Building Bard

What is Bard?

Last year, I had an idea for a useful little tool – a shell that could record the changes I made.

The motivation was having to do occasional sysadmin tweaks on production servers. We always want to have scripts or Ansible playbooks that will reproduce the state of a server, but sometimes some exploratory direct work is needed to figure out what to do. We then have to try to retroactively add something to our scripts to duplicate the change we just made, but now we’re just hoping it’s actually doing the same thing as what we did.

My idea was to make a shell that would record all the changes you make in a format that can easily be re-executed – a shell script or ansible playbook. Just recording commands is easy enough – you could just parse history – but the most important thing I wanted to be able to do is to also record edits to files made in a text editor.
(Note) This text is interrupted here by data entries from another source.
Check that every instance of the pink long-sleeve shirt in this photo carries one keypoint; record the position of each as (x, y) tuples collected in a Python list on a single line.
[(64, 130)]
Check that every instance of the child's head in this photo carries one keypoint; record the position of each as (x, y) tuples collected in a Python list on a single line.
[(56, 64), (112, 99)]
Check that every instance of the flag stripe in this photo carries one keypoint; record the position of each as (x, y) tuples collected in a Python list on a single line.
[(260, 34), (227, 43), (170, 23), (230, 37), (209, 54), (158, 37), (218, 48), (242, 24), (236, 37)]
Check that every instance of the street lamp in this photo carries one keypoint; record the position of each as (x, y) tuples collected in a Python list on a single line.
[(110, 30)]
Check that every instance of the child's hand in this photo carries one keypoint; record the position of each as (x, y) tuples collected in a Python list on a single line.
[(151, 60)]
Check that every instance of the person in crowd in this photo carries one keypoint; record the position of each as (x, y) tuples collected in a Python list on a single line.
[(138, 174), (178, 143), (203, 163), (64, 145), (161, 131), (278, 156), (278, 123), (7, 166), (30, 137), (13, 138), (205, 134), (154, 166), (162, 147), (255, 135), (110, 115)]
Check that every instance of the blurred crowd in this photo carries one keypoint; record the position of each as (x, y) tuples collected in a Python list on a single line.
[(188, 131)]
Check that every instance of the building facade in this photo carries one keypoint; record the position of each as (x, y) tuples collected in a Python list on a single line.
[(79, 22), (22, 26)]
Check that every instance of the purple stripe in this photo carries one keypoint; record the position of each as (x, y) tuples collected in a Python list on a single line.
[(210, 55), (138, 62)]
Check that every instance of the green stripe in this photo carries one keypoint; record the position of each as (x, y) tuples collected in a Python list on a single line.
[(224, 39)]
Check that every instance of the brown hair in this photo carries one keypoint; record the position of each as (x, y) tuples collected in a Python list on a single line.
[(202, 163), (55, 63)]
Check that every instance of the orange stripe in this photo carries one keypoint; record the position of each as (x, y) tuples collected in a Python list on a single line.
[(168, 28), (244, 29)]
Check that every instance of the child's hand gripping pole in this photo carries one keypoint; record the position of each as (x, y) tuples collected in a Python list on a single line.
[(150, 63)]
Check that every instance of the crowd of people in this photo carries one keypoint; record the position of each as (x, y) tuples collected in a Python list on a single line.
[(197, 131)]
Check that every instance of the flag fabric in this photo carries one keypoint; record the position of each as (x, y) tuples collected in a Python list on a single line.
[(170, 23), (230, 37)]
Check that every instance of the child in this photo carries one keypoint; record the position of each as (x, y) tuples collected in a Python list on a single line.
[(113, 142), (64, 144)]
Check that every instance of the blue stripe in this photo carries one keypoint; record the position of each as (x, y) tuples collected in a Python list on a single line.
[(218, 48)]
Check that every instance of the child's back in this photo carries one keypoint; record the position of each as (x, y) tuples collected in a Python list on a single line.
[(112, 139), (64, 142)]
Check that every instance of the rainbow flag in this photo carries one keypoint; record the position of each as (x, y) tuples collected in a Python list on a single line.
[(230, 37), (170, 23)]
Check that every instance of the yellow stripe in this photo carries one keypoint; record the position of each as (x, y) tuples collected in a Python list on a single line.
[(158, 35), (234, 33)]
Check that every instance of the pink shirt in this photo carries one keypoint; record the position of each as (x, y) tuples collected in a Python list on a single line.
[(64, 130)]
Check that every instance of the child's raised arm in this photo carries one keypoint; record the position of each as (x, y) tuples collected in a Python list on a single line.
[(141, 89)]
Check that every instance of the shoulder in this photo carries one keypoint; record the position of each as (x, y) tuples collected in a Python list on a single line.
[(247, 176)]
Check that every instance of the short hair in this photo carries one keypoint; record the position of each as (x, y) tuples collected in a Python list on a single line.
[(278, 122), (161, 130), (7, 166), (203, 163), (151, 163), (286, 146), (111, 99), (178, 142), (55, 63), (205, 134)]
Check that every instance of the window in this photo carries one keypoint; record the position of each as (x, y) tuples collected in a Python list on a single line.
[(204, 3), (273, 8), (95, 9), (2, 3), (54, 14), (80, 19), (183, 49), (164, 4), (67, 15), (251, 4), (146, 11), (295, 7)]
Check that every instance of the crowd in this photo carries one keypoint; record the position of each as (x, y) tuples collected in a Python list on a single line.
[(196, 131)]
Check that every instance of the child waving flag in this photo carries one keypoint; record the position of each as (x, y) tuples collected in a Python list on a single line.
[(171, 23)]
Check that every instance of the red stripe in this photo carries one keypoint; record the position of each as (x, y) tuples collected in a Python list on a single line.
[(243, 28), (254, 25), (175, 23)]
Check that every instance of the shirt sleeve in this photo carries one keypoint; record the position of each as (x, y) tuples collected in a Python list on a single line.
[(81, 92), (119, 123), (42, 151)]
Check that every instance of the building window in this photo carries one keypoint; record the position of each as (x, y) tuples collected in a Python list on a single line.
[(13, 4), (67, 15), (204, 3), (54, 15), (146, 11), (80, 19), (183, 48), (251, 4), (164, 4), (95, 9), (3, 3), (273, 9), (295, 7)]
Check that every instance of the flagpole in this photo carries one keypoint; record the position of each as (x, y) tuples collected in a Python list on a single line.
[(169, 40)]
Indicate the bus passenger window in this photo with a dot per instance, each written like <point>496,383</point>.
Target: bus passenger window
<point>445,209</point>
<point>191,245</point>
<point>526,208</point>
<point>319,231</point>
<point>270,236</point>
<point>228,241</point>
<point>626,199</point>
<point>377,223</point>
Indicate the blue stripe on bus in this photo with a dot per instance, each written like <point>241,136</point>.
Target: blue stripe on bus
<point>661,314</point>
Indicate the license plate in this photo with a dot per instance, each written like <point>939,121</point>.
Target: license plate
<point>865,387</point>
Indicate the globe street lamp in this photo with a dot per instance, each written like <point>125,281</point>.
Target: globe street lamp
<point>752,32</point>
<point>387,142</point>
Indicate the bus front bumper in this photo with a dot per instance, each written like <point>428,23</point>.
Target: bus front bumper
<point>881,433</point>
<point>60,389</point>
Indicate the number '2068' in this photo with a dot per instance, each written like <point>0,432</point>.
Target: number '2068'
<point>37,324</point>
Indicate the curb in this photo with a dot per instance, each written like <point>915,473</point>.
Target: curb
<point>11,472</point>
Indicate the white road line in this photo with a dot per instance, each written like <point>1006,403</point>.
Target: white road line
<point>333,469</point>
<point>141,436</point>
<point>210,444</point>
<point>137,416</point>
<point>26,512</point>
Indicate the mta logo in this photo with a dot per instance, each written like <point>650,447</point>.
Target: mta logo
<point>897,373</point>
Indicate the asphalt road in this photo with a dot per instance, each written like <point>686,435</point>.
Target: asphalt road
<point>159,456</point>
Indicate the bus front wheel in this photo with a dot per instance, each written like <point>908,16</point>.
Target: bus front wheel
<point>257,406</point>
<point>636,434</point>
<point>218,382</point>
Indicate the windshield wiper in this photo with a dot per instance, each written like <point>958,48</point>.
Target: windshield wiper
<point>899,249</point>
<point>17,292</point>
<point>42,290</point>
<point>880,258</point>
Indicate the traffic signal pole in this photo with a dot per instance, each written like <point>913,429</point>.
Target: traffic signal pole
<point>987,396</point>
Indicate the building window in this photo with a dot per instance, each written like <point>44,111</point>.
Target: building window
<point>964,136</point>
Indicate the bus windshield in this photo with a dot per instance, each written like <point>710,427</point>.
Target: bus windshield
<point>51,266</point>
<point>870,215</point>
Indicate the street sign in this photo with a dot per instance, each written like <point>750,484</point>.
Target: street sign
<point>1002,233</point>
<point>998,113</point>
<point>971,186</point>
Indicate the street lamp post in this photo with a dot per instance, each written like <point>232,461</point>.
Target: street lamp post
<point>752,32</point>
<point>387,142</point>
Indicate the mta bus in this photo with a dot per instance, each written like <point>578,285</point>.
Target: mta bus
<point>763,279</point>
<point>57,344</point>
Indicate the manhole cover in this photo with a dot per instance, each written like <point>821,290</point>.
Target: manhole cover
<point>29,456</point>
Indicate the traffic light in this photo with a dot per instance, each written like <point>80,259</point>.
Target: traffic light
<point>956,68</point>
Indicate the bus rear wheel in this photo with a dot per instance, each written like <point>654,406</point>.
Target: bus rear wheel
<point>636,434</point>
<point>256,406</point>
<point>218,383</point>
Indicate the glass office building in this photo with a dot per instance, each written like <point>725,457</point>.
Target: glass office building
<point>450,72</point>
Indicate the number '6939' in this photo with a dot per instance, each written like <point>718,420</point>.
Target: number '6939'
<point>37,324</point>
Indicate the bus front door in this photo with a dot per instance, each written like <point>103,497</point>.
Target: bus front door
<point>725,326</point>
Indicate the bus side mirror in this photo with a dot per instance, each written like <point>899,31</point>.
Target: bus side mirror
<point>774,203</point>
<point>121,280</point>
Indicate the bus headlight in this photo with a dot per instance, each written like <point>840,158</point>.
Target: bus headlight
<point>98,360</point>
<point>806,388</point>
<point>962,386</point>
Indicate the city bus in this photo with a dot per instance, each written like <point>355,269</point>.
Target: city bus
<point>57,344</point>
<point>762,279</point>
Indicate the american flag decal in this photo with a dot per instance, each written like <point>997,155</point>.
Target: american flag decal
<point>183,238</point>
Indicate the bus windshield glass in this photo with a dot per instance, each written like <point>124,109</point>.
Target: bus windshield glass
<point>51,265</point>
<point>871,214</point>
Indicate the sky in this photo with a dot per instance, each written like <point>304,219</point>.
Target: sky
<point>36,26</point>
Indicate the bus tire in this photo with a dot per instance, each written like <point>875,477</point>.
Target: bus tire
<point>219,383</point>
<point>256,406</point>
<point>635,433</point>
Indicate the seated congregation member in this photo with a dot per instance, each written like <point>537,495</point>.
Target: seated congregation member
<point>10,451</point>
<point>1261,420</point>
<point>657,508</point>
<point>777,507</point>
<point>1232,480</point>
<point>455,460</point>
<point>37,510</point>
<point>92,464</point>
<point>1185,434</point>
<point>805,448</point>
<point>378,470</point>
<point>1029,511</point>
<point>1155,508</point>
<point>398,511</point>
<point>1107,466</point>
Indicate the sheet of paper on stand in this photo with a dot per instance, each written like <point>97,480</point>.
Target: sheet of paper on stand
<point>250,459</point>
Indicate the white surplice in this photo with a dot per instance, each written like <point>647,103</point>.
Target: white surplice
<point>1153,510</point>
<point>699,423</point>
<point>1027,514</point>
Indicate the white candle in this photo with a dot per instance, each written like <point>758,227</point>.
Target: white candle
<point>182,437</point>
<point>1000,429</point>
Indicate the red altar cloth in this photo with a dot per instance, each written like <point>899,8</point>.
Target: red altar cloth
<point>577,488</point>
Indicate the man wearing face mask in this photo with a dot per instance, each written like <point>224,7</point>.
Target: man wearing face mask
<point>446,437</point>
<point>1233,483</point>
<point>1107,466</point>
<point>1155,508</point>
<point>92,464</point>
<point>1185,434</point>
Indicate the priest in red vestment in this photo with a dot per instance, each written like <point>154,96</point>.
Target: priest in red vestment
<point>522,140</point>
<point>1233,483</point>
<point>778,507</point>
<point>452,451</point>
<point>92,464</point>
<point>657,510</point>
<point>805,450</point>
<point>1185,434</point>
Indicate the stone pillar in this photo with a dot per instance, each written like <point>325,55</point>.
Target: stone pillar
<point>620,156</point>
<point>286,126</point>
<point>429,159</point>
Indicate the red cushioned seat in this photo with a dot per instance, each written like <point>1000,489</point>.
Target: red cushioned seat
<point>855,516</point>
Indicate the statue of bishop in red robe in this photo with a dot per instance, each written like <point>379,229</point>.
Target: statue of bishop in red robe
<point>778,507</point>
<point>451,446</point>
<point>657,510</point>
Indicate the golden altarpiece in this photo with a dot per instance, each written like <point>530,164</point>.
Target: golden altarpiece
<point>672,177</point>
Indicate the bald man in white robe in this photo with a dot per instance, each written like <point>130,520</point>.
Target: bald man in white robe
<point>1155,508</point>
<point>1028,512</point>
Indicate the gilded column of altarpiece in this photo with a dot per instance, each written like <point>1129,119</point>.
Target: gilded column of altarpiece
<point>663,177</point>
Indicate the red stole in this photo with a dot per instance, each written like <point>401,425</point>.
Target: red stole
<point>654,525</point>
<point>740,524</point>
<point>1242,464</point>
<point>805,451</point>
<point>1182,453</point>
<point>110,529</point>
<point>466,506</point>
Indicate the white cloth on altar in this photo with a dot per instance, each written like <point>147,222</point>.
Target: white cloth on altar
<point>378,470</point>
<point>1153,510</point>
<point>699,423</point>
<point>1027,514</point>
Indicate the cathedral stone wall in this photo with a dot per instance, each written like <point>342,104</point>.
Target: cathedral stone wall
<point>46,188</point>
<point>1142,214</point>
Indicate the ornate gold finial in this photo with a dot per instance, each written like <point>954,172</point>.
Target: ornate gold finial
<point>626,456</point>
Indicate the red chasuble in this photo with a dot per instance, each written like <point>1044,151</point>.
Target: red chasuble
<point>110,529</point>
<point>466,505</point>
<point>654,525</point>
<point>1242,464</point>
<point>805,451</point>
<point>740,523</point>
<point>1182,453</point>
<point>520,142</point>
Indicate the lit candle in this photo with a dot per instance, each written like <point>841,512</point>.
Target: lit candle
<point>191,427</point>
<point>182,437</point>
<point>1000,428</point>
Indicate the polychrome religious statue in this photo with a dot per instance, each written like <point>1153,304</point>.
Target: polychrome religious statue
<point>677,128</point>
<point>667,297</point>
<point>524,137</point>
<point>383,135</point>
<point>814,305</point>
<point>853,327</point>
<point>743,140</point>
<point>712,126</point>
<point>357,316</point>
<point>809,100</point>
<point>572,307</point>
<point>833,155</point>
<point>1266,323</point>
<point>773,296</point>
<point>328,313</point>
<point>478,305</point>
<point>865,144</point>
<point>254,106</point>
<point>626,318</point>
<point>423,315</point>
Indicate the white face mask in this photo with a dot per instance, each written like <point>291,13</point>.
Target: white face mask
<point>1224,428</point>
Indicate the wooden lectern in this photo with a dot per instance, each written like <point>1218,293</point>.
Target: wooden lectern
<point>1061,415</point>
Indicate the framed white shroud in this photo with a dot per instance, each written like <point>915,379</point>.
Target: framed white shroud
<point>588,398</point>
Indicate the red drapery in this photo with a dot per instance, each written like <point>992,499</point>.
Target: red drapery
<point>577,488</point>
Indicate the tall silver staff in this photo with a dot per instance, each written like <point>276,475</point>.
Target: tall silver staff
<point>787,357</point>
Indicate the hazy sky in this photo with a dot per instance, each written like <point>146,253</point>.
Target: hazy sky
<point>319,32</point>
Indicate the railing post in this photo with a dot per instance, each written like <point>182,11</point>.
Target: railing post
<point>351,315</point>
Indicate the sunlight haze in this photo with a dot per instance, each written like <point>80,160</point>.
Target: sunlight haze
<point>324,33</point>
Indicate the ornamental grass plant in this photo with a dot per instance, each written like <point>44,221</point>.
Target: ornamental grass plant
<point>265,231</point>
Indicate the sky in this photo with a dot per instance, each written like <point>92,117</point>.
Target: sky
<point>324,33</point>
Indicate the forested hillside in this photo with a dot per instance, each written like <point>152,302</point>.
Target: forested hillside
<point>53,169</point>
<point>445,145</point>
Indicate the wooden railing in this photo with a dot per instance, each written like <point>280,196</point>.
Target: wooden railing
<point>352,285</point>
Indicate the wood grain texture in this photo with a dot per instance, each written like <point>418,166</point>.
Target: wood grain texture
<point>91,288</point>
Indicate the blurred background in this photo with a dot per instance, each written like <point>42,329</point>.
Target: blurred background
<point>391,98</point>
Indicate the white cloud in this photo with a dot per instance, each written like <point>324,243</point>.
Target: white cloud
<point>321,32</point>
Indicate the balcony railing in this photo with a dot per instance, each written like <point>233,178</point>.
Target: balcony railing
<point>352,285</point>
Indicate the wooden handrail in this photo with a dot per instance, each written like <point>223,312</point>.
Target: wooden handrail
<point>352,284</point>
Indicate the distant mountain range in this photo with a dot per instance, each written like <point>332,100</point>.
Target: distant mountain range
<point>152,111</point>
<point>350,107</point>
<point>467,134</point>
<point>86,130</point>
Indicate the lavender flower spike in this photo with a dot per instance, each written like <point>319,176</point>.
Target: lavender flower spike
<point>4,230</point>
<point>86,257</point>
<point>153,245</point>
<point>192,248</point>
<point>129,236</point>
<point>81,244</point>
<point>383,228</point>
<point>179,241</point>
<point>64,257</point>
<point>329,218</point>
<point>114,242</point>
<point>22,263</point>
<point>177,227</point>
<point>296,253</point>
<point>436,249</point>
Long story short, I have a proof-of-concept working now (implemented in Prolog, of course), which I’m calling Bard (because it immortalizes the tales of what you did). It’s at the stage where it mostly works, but in limited domains and I’m realizing that really building this out would require a ton of tedious work to both enhance the shell and to parse all the various commands that one could run.

I’m releasing it though, because I think 1) someone might find it useful but more importantly because 2) I wrote it in Prolog and I think it does a few interesting things.

If you think it might be useful, go ahead and check it out.

In the meantime, here are some things that I encountered while building it that some people out there might find interesting.

Parsing Shell

Our discussion of Bard will begin by looking at the parser.

One of my favourite features of Prolog are DCGs, which give us a very convienent way to write pretty decent little parsers, without having to resort to hacky regexes.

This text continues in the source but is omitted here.